At the University of Baltimore 2016 Midyear Commencement, Federal Reserve Chair Janet Yellen shared her thoughts about the importance of college:
“Economists are not certain about many things. But we are quite certain that a college diploma or an advanced degree is a key to economic success. Those with a college degree are more likely to find a job, keep a job, have higher job satisfaction, and earn a higher salary. The advantage in earnings is large. College grads’ annual earnings last year were, on average, 70 percent higher than those with only a high school diploma. Back in 1980, the difference was only 20 percent. The gap in earnings is significant only a few years after graduation – almost $18,000 a year, according to some recent data. Beyond these advantages, research also shows that a college or graduate degree typically leads to a happier, healthier, and longer life.”

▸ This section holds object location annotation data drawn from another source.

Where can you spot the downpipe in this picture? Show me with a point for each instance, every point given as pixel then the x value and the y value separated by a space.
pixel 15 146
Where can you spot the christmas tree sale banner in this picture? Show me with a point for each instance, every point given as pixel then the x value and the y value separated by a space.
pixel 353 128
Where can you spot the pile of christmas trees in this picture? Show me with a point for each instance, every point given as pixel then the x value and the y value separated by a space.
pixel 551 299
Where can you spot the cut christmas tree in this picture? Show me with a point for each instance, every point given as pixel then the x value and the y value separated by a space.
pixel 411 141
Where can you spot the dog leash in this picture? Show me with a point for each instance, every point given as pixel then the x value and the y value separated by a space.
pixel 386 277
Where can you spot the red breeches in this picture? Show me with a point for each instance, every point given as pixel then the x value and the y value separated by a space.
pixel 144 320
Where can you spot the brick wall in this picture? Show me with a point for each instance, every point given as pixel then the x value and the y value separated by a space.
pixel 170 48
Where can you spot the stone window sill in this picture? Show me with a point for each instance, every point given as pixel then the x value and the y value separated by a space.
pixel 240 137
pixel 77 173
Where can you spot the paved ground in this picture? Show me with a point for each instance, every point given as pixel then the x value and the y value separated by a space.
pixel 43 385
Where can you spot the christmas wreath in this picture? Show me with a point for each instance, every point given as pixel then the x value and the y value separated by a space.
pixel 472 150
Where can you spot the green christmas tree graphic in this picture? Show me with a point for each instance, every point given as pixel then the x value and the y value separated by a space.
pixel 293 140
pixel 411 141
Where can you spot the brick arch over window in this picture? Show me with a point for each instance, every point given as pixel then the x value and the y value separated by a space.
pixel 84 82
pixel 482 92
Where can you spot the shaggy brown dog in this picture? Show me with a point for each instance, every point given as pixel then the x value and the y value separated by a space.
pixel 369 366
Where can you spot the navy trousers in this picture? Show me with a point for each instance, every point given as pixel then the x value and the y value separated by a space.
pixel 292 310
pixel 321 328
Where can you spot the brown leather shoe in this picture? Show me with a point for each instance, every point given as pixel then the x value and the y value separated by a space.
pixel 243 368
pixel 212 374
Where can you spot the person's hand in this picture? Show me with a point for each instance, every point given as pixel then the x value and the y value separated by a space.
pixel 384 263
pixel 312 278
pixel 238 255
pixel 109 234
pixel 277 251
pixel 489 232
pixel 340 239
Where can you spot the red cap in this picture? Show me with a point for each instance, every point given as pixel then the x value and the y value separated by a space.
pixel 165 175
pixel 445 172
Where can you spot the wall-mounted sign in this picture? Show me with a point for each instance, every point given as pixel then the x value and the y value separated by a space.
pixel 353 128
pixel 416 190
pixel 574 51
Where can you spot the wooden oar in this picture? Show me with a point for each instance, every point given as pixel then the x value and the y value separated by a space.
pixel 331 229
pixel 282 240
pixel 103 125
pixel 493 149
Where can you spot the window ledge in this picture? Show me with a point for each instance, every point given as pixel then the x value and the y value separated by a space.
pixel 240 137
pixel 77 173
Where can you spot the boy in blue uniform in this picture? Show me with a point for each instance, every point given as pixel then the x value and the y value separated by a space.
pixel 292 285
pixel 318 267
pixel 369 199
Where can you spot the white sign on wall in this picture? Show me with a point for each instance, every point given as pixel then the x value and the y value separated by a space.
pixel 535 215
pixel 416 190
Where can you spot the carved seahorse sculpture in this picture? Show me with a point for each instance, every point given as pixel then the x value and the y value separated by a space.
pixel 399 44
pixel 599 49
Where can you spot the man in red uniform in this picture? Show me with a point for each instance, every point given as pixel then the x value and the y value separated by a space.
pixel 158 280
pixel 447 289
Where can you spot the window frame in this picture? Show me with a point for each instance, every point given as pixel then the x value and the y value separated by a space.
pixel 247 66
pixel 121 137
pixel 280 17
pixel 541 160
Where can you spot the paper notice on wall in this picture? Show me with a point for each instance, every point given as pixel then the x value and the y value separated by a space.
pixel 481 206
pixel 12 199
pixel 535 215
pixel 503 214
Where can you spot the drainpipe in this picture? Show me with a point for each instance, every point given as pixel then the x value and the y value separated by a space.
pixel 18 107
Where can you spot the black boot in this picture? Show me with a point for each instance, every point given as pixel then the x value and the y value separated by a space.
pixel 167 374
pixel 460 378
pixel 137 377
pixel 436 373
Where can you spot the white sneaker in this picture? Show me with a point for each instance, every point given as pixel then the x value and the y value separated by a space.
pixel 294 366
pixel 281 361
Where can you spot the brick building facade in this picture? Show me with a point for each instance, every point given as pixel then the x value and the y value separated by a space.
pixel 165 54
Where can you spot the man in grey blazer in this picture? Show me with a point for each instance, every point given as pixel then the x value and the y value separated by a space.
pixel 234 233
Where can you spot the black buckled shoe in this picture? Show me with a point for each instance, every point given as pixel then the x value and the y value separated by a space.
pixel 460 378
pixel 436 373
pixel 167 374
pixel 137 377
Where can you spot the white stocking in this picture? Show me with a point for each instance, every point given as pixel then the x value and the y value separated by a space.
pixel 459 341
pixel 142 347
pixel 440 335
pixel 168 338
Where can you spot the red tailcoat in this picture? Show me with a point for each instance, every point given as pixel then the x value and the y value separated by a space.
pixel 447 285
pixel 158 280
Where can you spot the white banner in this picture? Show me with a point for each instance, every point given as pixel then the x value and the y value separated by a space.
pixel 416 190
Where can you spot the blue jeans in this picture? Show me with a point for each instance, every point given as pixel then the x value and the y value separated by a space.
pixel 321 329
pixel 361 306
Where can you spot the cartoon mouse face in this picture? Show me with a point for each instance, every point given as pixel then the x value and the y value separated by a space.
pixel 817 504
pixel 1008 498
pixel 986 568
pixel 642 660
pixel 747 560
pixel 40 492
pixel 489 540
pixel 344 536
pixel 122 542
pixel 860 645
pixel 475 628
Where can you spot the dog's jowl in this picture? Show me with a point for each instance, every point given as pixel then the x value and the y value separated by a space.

There appears to be significant benefits to attending college. However, Aon Hewitt recently suggested there also may be some drawbacks, especially for students who borrow to pay for their degrees. Aon’s survey of 2,000 U.S. workers found 44 percent of Millennials, 26 percent of Gen X, and 13 percent of Baby Boomers are repaying student loans which, “…can have a long-term impact on workers’ financial future.”
The survey found just 71 percent of workers with student loans were participating in employer-provided retirement plans as compared to 77 percent of workers without student loans.